A branch of robotics, variable impedance actuation, along with one of its subfields variable stiffness actuation (VSA) targets the realization of complaint robotic manipulators. In this paper, we present the modeling, identification, and control of a discrete variable stiffness actuator (DVSA), which will be developed for complaint manipulators in the future.

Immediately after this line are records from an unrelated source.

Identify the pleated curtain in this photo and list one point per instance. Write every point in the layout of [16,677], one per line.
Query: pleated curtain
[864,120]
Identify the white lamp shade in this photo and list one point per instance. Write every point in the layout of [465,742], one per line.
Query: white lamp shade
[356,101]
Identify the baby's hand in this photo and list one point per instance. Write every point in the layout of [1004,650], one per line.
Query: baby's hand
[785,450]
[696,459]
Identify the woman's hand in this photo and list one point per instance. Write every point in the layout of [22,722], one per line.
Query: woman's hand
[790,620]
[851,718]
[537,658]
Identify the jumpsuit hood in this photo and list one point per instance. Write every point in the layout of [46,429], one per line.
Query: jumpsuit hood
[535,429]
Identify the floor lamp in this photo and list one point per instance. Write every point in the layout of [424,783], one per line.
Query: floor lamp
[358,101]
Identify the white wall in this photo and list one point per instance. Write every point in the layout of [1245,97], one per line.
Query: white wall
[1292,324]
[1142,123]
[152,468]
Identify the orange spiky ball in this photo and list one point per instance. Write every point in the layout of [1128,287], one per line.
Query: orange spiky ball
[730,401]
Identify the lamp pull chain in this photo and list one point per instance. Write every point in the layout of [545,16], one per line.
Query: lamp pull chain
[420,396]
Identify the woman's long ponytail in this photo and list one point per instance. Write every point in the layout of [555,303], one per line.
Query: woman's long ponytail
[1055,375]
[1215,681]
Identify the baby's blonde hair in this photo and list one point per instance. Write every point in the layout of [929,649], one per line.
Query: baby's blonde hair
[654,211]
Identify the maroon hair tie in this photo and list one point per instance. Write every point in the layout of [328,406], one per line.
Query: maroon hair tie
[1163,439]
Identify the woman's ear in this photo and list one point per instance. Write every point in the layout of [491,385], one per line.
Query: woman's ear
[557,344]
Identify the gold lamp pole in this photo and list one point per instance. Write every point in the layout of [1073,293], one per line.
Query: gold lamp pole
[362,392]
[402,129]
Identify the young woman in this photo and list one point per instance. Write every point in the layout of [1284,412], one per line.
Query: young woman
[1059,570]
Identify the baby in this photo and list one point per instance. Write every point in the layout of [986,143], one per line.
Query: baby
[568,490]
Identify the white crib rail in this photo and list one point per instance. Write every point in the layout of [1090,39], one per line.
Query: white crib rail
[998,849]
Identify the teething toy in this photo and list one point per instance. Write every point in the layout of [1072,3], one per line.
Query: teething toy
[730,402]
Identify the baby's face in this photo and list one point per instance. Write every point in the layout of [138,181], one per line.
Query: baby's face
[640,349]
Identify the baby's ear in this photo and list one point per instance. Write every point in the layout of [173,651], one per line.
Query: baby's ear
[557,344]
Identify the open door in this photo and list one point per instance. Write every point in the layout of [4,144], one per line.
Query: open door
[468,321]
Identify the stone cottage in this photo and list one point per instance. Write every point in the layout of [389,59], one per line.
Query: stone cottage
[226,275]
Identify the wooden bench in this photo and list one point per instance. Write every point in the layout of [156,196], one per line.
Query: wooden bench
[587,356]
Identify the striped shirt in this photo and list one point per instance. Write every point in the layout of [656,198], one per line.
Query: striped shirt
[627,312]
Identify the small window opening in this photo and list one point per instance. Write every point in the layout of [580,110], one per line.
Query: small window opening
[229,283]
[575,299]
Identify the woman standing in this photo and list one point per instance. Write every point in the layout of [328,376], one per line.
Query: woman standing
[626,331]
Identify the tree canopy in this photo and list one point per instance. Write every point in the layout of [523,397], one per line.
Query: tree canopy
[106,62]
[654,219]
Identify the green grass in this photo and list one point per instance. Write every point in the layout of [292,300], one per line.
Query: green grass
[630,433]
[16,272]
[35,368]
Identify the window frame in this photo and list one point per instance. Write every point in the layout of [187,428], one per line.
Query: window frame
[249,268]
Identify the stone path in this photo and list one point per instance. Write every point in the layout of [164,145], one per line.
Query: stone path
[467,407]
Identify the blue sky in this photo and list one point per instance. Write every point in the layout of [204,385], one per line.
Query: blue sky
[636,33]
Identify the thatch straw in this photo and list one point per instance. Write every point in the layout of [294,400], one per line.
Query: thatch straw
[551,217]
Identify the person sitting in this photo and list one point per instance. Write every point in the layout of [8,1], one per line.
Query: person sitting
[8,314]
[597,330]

The working principle of the actuator depends on the involvement of series and parallel springs. We firstly report the conceptual design of a stiffness varying mechanism, and later the details of the dynamic model, system identification, and control techniques are presented. The dynamic parameters of the system are identified by using the logarithmic decrement algorithm, while the control schemes are based on linear quadratic control (LQR) and computed torque control (CTC), respectively. The numerical simulations are performed for the evaluation of each method, and results showed the good potentialities for the system. Future work includes the implementation of the presented approach on the hardware.